Under all partitioning strategies the data is hashed according to the values of the part-column(s). All rows associated with each value combination will be sent to the same ramstore in the same way as hashing is carried out for a JOIN or GROUP BY in an SQL query.

A ramstore passes all its data to an available script invocation before another ramstore can use the invocation. If there are less script invocations than ramstores then the ramstores wait for a script invocation to become available.

To ensure that all rows for a given partition value are received by the script invocation before the rows of the next value Kognitio performs a sort on the part-column(s) values prior to streaming the data into the script invocation. This means when DEFAULT PARTITIONS are used the input data must be held and sorted in a Kognitio temporary (RAM based) table. Therefore if the input data set is large this can result in a significant RAM overhead. See details on MIX PARTITIONS to avoid this issue

When DEFAULT PARTITIONS are applied each script invocation RECEIVES the data for the first combination present in the ramstore. Once the script RECEIVES all the data associated with the first combination Kognitio automatically streams the data rows for the next combination into the same script invocation. This data streaming occurs without a break in the data stream. Therefore it is essential that any external script code running under the DEFAULT PARTITIONS strategy handles the change in the values of part-column(s) one after the other.

A ramstore then orders the data by part-column(s) to ensure all data for a given value is passed into the script together.
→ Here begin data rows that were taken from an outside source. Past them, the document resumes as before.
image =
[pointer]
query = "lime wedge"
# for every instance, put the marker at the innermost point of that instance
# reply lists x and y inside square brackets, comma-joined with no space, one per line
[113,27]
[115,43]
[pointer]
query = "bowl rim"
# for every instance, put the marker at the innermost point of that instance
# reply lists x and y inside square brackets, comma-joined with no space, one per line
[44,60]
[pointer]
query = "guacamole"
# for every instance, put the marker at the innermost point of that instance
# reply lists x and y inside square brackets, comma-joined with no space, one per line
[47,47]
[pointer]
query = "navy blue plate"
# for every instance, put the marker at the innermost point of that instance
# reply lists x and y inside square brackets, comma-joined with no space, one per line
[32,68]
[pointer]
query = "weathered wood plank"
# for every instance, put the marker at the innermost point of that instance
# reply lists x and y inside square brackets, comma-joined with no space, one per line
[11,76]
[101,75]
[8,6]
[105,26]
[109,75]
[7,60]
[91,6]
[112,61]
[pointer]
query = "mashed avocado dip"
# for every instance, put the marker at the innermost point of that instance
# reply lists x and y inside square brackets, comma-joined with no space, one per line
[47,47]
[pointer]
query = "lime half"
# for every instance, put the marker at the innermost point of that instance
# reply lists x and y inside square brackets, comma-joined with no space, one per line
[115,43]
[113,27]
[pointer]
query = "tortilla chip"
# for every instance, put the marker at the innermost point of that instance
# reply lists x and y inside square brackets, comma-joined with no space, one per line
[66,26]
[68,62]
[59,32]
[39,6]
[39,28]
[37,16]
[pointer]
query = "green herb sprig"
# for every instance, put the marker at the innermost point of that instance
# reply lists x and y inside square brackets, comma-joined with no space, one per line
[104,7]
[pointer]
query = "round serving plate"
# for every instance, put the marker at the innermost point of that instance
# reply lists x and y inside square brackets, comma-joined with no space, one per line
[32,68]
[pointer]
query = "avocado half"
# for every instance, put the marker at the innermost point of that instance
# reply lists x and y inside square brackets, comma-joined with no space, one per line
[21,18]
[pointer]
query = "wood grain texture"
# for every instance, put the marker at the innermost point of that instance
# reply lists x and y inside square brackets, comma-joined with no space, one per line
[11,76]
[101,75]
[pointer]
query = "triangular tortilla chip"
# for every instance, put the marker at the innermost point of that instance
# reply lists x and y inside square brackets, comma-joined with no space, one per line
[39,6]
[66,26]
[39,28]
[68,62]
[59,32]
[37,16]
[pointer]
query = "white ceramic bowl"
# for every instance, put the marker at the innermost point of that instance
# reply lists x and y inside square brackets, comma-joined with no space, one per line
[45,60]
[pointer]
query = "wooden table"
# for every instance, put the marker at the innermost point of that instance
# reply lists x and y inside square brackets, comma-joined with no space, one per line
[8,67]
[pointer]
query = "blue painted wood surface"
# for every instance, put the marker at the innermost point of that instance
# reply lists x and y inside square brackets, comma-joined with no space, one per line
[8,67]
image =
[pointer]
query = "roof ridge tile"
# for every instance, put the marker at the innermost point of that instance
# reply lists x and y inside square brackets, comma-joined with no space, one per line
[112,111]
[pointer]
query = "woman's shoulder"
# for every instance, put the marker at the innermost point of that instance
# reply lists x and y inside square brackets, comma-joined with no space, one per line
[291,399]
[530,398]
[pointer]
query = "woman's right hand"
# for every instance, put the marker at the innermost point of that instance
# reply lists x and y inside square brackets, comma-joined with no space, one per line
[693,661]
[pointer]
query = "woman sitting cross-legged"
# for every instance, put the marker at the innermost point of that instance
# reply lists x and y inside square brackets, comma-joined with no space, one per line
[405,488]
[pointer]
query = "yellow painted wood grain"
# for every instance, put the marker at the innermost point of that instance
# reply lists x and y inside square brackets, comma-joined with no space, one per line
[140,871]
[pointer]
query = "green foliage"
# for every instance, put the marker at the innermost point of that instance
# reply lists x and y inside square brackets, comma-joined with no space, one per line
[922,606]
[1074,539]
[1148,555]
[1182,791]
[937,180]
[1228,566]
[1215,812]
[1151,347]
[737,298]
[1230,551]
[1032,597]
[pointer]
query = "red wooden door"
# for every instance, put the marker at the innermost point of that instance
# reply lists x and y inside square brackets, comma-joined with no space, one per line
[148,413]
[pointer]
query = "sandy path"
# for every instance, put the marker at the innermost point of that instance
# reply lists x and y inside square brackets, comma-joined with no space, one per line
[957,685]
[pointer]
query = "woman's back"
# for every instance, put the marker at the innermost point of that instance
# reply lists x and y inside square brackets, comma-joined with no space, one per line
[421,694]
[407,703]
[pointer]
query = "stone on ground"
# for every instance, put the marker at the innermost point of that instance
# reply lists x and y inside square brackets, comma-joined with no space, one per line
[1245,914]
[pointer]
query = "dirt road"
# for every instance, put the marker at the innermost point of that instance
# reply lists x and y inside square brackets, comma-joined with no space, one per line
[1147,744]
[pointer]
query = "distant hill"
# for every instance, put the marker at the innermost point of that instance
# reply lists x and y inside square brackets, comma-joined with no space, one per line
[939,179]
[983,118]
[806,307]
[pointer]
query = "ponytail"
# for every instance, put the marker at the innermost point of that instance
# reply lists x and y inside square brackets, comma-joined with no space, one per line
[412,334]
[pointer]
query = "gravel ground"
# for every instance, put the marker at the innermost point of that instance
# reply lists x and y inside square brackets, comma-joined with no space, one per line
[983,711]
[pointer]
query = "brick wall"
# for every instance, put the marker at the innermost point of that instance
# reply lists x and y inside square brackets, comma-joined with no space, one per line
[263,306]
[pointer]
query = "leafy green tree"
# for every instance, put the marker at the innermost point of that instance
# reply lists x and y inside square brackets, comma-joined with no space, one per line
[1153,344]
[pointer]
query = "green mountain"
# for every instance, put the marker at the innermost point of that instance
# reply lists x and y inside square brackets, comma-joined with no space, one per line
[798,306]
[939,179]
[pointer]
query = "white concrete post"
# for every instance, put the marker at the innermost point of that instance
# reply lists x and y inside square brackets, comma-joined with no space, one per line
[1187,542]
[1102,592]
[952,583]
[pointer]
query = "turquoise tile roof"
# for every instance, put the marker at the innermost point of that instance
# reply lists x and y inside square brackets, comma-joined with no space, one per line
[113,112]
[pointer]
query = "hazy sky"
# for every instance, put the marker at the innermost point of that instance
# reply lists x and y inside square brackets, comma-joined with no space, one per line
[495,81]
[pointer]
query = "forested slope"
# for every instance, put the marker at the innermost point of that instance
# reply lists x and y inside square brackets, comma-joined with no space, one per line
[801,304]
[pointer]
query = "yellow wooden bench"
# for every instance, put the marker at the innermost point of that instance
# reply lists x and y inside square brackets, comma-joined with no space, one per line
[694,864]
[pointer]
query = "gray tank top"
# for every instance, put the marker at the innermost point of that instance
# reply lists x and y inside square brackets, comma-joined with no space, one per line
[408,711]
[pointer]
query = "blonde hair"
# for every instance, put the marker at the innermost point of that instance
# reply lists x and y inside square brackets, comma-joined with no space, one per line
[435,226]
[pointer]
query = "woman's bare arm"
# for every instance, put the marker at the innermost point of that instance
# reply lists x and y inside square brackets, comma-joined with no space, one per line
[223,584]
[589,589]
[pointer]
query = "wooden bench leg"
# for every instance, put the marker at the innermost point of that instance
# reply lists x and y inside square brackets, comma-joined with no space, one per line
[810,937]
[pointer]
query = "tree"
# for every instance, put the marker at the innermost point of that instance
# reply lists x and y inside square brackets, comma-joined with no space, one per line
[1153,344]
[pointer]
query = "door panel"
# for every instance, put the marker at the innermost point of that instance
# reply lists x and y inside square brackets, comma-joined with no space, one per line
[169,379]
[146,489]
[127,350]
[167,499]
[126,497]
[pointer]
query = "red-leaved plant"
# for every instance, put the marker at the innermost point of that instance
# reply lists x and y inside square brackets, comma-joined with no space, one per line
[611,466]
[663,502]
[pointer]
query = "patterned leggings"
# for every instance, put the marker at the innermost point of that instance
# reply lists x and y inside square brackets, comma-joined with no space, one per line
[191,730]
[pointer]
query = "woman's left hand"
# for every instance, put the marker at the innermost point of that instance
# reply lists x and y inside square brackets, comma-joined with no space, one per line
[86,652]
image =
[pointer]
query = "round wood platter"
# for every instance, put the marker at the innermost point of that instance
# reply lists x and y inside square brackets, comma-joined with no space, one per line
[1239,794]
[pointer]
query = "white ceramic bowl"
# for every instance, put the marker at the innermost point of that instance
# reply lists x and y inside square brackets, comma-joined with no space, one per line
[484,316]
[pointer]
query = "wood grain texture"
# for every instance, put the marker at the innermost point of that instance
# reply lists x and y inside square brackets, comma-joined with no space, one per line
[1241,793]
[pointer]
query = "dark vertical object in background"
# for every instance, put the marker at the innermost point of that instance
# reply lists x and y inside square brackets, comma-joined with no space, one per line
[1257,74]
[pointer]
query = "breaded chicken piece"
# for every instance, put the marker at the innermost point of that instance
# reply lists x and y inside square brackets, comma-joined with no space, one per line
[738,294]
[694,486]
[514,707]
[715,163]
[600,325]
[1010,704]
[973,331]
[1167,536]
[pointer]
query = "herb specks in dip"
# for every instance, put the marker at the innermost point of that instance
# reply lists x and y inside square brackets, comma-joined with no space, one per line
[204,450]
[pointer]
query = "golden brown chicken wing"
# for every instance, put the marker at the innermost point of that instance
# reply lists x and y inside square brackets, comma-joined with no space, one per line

Example: python script using partitions to calculate averages

No partitioning in external script syntax

If an external script has no PARTITION BY clause then data is not specifically hashed prior to being received by the external script invocation. The data forming the input into the script invocation will be streamed directly from a ramstore. If there is no local script invocation available a ramstore will pass its portion of the data to another node or conatiner for processing. This minimizes network traffic between nodes or containers. The results sent back to Kognitio from a script invocation are also held in the local ram-store or streamed onto the next phase in the process.

This processing model (with no partitioning) is ideal for operations requiring NoSQL operations on each row when there is no requirement to order or partition the data, such as complex data transformations. The movement of data is minimized as each input row is streamed through the external script invocation and output result columns are generated locally if possible. No partitioning means input data does not need to be sorted so Kognitio RAM overhead is also low.